Scenario: A fraud detector flags 95% of fraudulent transactions, but only 0.2% of all transactions are actually fraud. The team assumes a flagged transaction is almost certainly fraudulent.

Source anchor: Khan Academy on expected value and probability is a practical anchor for reasoning from probabilities instead of intuition alone.

Module concepts:

  • base rate
  • conditional probability
  • false positives
  • decision thresholds

Wrong Approach

Judge the alert system only by its detection rate.

Better Approach

Combine detector accuracy with the base rate of fraud. Ask how many flagged transactions are true fraud, how many are false positives, and what operational cost review teams can absorb.

Tradeoff Table

ChoiceGainCost
aggressive flaggingcatches more fraudmore manual review noise
conservative thresholdfewer false positivesmisses some fraud
base-rate analysisrealistic operating picturerequires better probability literacy

Failure Mode

The team overwhelms reviewers and frustrates good customers because it ignored how rare fraud is in the full population.

Required Artifact

Write a confusion-matrix note for 100,000 transactions with stated fraud prevalence, detector recall, and false-positive rate.

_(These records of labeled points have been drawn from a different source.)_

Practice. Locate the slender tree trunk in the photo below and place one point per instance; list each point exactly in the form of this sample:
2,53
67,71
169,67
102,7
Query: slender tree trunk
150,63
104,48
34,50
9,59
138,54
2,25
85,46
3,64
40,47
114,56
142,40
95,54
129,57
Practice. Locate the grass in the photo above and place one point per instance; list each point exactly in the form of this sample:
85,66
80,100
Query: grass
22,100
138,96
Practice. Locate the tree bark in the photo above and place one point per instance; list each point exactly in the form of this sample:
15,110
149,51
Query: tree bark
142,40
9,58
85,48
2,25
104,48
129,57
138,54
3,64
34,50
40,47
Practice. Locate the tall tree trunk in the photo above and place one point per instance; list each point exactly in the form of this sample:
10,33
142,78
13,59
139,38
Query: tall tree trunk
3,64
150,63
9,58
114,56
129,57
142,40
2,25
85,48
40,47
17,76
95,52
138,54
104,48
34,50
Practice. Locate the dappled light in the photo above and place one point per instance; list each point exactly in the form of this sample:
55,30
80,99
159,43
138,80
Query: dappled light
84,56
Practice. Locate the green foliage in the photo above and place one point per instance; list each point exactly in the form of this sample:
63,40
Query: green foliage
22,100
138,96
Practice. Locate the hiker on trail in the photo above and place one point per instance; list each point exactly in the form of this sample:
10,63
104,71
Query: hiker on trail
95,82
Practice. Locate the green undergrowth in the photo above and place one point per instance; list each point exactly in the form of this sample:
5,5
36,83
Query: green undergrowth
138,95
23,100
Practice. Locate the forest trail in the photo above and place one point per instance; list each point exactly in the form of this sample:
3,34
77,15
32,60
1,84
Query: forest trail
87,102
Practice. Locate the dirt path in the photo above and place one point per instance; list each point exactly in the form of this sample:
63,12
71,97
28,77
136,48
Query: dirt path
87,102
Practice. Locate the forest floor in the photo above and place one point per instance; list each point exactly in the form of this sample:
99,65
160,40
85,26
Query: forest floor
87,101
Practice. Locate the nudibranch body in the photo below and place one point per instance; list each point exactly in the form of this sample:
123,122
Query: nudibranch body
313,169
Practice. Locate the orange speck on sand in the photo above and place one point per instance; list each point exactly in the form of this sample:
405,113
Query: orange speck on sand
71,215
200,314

Project / Capstone Connection

Use this note later when evaluating alerts, classifiers, monitoring thresholds, or any project metric that depends on rare events.


Case Study 5: Median Salary Looks Fine, But The Distribution Is Skewed

Scenario: A bootcamp reports a median graduate salary that looks healthy, but the underlying outcomes vary widely across regions, experience levels, and a small number of unusually high offers.

Source anchor: NIST Engineering Statistics Handbook: Percentiles is a good anchor for thinking beyond a single summary number when describing a distribution.

Module concepts:

  • median
  • percentiles
  • skewed distributions
  • summary choice

Wrong Approach

Assume one central statistic is enough to describe the whole outcome picture.

Better Approach

Report a small distribution summary: median plus p25 and p75, or another percentile range appropriate to the decision. Explain what kind of variation the summary hides and who might be affected.

Tradeoff Table

ChoiceGainCost
single summary numbereasy communicationhides spread and skew
percentile rangebetter outcome picturemore explanation needed
full histogramrichest detailheavier to present

Failure Mode

Stakeholders make decisions from a clean-looking headline statistic while ignoring the real spread of outcomes.

Required Artifact

Write a one-page metric summary that includes median, percentile range, and a short note on what the distribution shape implies.

Project / Capstone Connection

Reuse this summary style later for latency, compensation, experiment, or survey metrics whenever a single mean or median would hide too much.


Source Map

SourceUse it for
CMU probability notesExpected value, randomized reasoning, and uncertainty vocabulary for experiments, retries, and decision risk.
Khan Academy expected valueAccessible reinforcement for probability-based decisions when intuition alone is likely to mislead.
NIST Engineering Statistics Handbook: PercentilesSupporting percentile-based summaries and discussions of spread when averages or medians alone hide user experience.